MALARIA

MALARIA

If you are traveling to a malaria area, plan your consultation well in advance. To get recommendations on pharmacological prophylaxis, talk to a pharmacist during a visit to the Pharmacy Vaccination Point.

1. What is malaria?

Malaria is a parasitic disease caused by protozoa of the genus Plasmodium (in humans most often: P. falciparum, P. vivax, P. malariae, P. ovale; more rarely zoonotic P. knowlesi). Infection occurs mainly after being bitten by an infected female Anopheles mosquito, which introduces invasive forms of the parasite into human blood. Rarely, infection can occur after blood transfusion or from mother to fetus.

The source of the pathogen in the "human-mosquito-human" cycle is an infected person (also with mild symptoms), and the vector of transmission is a mosquito.

The incubation period is usually approx. 7–30 days (may vary depending on the species). Travelers without immunity going to endemic regions are most at risk, as well as children, pregnant women, people with reduced immunity, and people staying outdoors from dusk to dawn (time of highest activity of many Anopheles mosquitoes).

2. Symptoms of malaria

Initially, malaria can be "flu-like" and gives non-specific symptoms, including:

  • fever, chills, drenching sweats,
  • headache and muscle pain, severe weakness,
  • sometimes nausea, vomiting, diarrhea.

Classically, paroxysms of fever may appear (feeling of severe cold → high fever → sweating and exhaustion), which may repeat every 2–3 days, but with P. falciparum fever can be irregular and the disease can deteriorate rapidly.

The most dangerous is severe malaria (especially P. falciparum), which can lead to:

  • severe anemia, organ failure (including renal and respiratory),
  • disturbances of consciousness, convulsions, coma (so-called cerebral malaria),
  • shock and death.

Urgent medical consultation / ER is necessary when a person returning from the tropics develops a fever (even if prophylaxis was used), and especially when the following occur: confusion, drowsiness, convulsions, shortness of breath, severe vomiting/dehydration, jaundice, fainting.

3. Where does malaria occur?

The highest risk of illness concerns mainly Sub-Saharan Africa, but malaria also occurs in parts of Latin America, South and Southeast Asia, and in some regions of Oceania.

In Europe and Poland, these are most often imported infections (after travel).
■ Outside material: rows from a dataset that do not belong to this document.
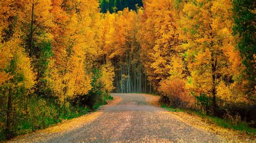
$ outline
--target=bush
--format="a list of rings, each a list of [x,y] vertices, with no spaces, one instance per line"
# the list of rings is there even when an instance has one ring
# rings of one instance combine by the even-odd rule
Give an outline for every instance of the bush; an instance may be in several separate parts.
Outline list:
[[[161,101],[169,106],[187,108],[194,101],[185,89],[185,81],[180,78],[166,80],[160,83],[158,90],[161,93]]]

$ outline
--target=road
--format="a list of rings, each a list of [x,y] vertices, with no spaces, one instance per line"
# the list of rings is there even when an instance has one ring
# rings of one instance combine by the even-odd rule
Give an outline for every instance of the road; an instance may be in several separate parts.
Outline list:
[[[131,94],[112,96],[115,101],[97,112],[11,141],[223,141],[219,136],[190,125],[167,113],[169,111],[154,106],[151,104],[156,100],[153,96]]]

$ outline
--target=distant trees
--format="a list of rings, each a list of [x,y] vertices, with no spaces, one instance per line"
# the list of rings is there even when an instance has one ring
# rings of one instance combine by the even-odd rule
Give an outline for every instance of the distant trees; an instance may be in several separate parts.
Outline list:
[[[0,137],[80,115],[112,91],[153,90],[169,105],[254,124],[254,1],[142,5],[1,1]]]

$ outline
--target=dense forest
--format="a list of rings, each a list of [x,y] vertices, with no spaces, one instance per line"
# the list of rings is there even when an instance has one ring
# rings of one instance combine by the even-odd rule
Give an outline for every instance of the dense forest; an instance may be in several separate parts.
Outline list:
[[[154,92],[168,105],[255,127],[255,1],[141,6],[1,1],[1,138],[84,114],[111,92]]]
[[[106,13],[116,12],[128,8],[130,10],[136,10],[143,5],[142,0],[100,0],[100,12]]]

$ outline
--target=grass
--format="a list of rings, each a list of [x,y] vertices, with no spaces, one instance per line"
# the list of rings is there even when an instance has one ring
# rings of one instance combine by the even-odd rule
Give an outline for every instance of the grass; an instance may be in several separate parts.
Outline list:
[[[100,106],[107,104],[107,101],[112,101],[113,100],[113,97],[104,95],[103,101],[101,103],[96,104],[93,105],[93,106],[92,106],[92,109],[93,109],[93,110],[97,110],[99,109]]]
[[[104,95],[102,102],[97,104],[93,106],[93,110],[95,111],[101,105],[106,104],[107,103],[107,101],[113,100],[113,98],[111,96]],[[57,108],[55,107],[54,105],[51,105],[51,108],[55,109],[54,111],[57,113],[58,111],[57,110]],[[89,112],[90,109],[87,108],[84,108],[84,106],[71,107],[70,109],[66,111],[65,114],[63,113],[61,115],[58,115],[57,117],[56,115],[52,115],[51,117],[45,117],[43,119],[45,123],[44,127],[45,128],[49,127],[57,123],[61,123],[63,120],[70,120],[75,118],[82,115],[86,115]],[[1,120],[0,120],[0,142],[5,139],[4,132],[5,127],[3,126],[2,128],[2,126],[1,121]],[[28,120],[21,120],[18,123],[18,126],[17,126],[17,128],[16,128],[17,131],[15,134],[15,136],[25,134],[33,132],[31,121]],[[38,129],[40,128],[35,128],[35,130]]]
[[[161,108],[164,108],[171,112],[184,112],[193,113],[203,118],[206,119],[208,121],[213,123],[214,124],[227,128],[232,128],[235,130],[240,131],[246,133],[247,134],[253,136],[256,135],[256,128],[251,127],[246,123],[240,123],[238,124],[233,124],[231,121],[226,120],[224,119],[217,117],[209,116],[203,114],[201,112],[194,111],[189,110],[185,110],[179,108],[174,108],[162,104]]]

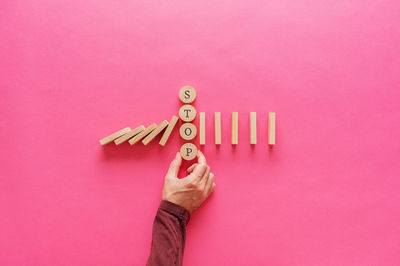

European surveillance systems also describe rare local cases (e.g., in single countries/regions), but these are still sporadic situations.

This information is most important for people going on exotic holidays, "backpacking" trips, contracts, or volunteering — especially where access to rapid diagnostics and treatment is limited.

4. How to protect yourself against malaria?

A. General prevention (protection against bites)

Since mosquitoes can bite especially from dusk to dawn, it is key to use:

  • repellents (e.g., DEET / icaridin) used regularly,
  • clothing covering the body (light-colored, long sleeves and trousers),
  • mosquito net (preferably impregnated) over the bed and screens in windows,
  • air conditioning/fan and limiting staying outdoors after dark,
  • eliminating places with standing water near accommodation (where possible).

B. "Vaccination" and prophylactic drugs

A vaccine for travelers is not normally available in Poland. There are vaccines against malaria (RTS,S/Mosquirix and R21/Matrix-M), but they are recommended mainly for children in countries with high transmission and implemented in public health programs in endemic regions.

Therefore, the basis of protection for travelers is chemoprophylaxis (prescription antimalarial drugs) selected for the country/region and the patient's situation (parasite resistance, age, pregnancy, comorbidities, length of stay). Most often used are, among others:

  • atovaquone/proguanil – usually starts 1–2 days before departure, taken daily during the stay and 7 days after leaving the zone;
  • doxycycline – usually start 1–2 days before, daily during the stay and 4 weeks after return;
  • mefloquine – usually once a week, starts well in advance and continues 4 weeks after return;
  • chloroquine only where it still works (in many places P. falciparum is resistant).

In some situations, a doctor may also discuss emergency standby treatment (SBET), but this always requires individual recommendations.

Important: drugs do not give 100% protection, so we always combine them with protection against bites.

5. Summary

Malaria is a tropical disease that can start "innocently", but in severe form can be life-threatening. People going to Sub-Saharan Africa and other endemic areas should take it into account the most.

Since there is no routinely available vaccination for travelers in Poland, it is crucial to combine chemoprophylaxis and strong protection against mosquitoes.

It is best to report to travel medicine or a pharmacy vaccination point 4–6 weeks before departure (and if the trip is "last minute" — it is still worth it, because some drug regimens can be implemented even 1–2 days before travel) to obtain a prescription for medicines.